Dive Brief:
- Facebook is developing an app for television set-top boxes such as Apple TV, sources told The Wall Street Journal.
- The Journal also reports that Facebook is in discussions to license long-form "premium" video content akin to TV programming.
- Facebook recently claimed that it's running out of real estate in News Feed for digital advertisements, which are the main source of its revenue. A video app for TV opens up new possibilities for Facebook but also puts the company in a highly crowded market, namely against Google’s YouTube.
Dive Insight:
Facebook executives have suggested that its content could be "all video" within the next five years or so, and a set-top box app would be one of the more dramatic steps in that evolution. In November, Facebook began delivering ads to set-top boxes like Roku and Apple TV but premium programming for a standalone service is largely uncharted territory for the company. Whether users will tune into far larger screens to watch Facebook content is an uncertainty.

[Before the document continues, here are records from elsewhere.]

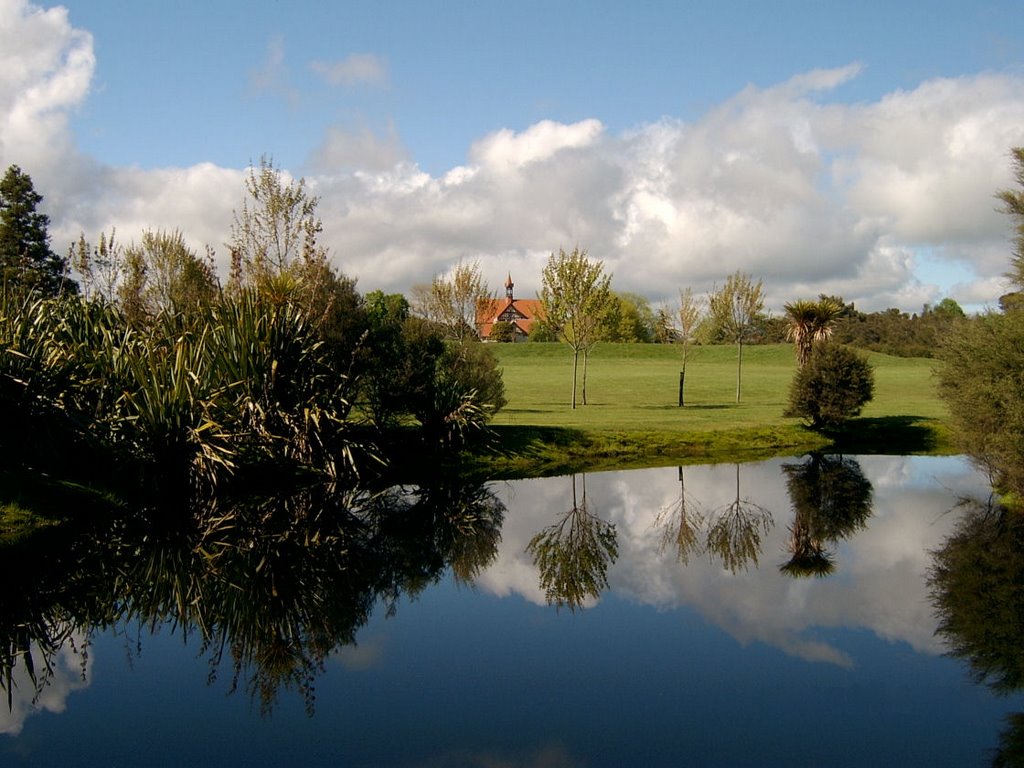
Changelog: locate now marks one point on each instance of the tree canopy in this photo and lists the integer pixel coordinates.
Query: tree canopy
(735, 308)
(26, 258)
(574, 297)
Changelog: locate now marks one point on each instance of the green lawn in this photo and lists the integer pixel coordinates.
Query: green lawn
(632, 413)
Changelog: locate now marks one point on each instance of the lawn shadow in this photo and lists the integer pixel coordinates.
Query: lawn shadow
(668, 408)
(887, 434)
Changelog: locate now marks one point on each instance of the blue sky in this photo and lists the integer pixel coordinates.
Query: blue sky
(850, 150)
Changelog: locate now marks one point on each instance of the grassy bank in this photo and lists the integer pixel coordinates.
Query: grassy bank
(633, 417)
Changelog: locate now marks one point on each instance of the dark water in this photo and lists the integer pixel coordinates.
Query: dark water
(793, 627)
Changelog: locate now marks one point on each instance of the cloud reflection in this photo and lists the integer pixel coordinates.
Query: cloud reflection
(71, 672)
(879, 582)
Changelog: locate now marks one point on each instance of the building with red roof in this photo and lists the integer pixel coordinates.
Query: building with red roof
(520, 313)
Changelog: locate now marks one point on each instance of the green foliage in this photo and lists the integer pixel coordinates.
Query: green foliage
(184, 400)
(26, 258)
(162, 273)
(894, 332)
(735, 309)
(453, 301)
(833, 387)
(628, 318)
(977, 586)
(502, 332)
(810, 323)
(982, 382)
(1013, 201)
(574, 297)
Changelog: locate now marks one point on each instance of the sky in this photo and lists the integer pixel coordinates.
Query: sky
(847, 148)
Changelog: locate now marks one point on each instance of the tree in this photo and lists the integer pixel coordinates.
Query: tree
(163, 273)
(503, 332)
(273, 238)
(574, 295)
(982, 383)
(26, 258)
(274, 250)
(832, 387)
(735, 308)
(100, 267)
(629, 318)
(690, 315)
(453, 301)
(809, 323)
(1013, 202)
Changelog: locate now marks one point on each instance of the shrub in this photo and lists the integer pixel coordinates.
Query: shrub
(832, 387)
(982, 382)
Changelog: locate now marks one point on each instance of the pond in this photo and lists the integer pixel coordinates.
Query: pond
(782, 612)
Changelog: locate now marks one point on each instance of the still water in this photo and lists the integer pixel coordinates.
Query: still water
(777, 613)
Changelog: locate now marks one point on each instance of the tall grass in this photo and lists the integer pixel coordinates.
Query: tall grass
(184, 400)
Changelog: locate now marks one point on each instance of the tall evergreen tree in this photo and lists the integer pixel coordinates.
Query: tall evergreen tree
(26, 258)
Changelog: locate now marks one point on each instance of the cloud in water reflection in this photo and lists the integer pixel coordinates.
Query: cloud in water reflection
(70, 672)
(878, 570)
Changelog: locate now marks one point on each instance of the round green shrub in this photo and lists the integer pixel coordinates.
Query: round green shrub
(832, 387)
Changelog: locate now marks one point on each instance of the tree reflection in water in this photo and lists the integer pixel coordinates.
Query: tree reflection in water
(681, 524)
(832, 500)
(977, 588)
(735, 530)
(269, 587)
(572, 555)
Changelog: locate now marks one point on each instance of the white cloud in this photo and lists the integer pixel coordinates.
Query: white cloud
(354, 69)
(782, 182)
(506, 150)
(45, 70)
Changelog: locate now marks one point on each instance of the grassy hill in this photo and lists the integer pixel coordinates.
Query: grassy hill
(632, 414)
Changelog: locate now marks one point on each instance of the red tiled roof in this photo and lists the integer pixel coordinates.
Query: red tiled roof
(525, 311)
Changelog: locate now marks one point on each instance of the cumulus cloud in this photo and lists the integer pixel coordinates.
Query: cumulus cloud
(784, 182)
(354, 69)
(46, 67)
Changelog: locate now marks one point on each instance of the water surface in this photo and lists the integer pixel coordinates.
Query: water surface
(705, 615)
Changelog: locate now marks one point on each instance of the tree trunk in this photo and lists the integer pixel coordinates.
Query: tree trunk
(586, 354)
(576, 365)
(739, 367)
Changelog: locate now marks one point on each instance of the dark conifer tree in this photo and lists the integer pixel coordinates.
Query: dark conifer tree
(26, 258)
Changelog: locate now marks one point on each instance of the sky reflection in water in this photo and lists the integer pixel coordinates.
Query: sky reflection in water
(673, 665)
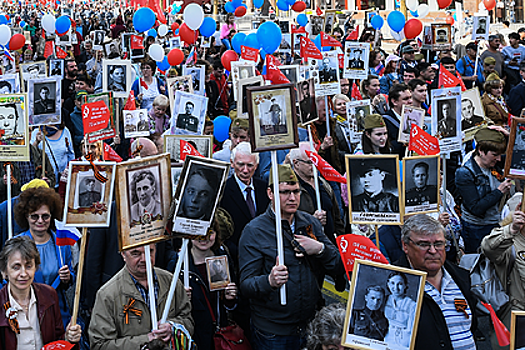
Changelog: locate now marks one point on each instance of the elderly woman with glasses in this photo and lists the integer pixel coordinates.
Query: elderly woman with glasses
(30, 317)
(36, 211)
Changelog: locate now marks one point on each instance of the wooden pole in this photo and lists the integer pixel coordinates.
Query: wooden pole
(81, 259)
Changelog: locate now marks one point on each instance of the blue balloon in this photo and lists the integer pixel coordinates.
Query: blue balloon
(144, 19)
(378, 21)
(237, 41)
(396, 21)
(208, 26)
(302, 19)
(251, 41)
(221, 128)
(269, 36)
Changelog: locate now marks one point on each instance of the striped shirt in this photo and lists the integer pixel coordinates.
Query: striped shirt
(458, 324)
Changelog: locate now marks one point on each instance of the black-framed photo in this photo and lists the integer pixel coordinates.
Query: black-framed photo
(144, 194)
(374, 189)
(188, 114)
(421, 175)
(197, 74)
(218, 272)
(14, 128)
(395, 294)
(242, 96)
(307, 106)
(198, 194)
(88, 199)
(202, 143)
(44, 101)
(410, 116)
(273, 120)
(116, 77)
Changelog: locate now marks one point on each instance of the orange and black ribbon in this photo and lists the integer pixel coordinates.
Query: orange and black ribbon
(90, 157)
(129, 308)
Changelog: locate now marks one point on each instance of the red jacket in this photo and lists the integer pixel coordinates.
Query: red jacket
(49, 318)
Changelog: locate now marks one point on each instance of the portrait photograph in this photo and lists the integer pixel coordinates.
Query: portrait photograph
(202, 143)
(356, 60)
(218, 272)
(14, 128)
(197, 74)
(198, 194)
(89, 197)
(116, 77)
(273, 120)
(144, 194)
(395, 295)
(44, 101)
(410, 116)
(374, 189)
(242, 96)
(306, 97)
(188, 114)
(421, 176)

While long-form premium content would undoubtedly ramp up Facebook's overall video strategy, the set-top app opens up other opportunities as well. Features like Facebook Live have proven incredibly popular with users —Facebook Live was shown to be the most popular platform for streaming during a six-month period last year —and tapping the set-top app to showcase popular streams and trending topics, or to connect users with their friends, could be both a lucrative and distinct avenue to pursue.
A variety of social platforms — if they can even be labeled just "social" platforms anymore — have also invested in original TV-like programming, including Twitter and Snapchat, the latter of which recently partnered with both Disney and Turner for original series.
Facebook’s audience, at around 1.8 billion, dwarfs both Twitter and Snap, however, which might make its set-top content a bigger draw for bigger brands. The real competition Facebook would rub up against would ultimately be YouTube, which currently owns the market for social video.
On its recent fourth quarter earnings call, Alphabet highlighted just how essential YouTube has become to its ad strategy beyond search, with an analyst suggesting the video portal could be an "heir apparent" to search, per the Journal. EMarketer forecasts that YouTube’s net U.S. video ad revenue could reach $2.59 billion in 2017, accounting for 20% of total U.S. video ad revenue — the single largest share of any one company.
Facebook is similarly aiming to better monetize video offerings beyond the digital ad business that’s supported it for years. The company recently introduced mid-roll ads for videos on its core platform and adjusted its algorithm to support longer video run times instead of punishing them, as it had done in the past.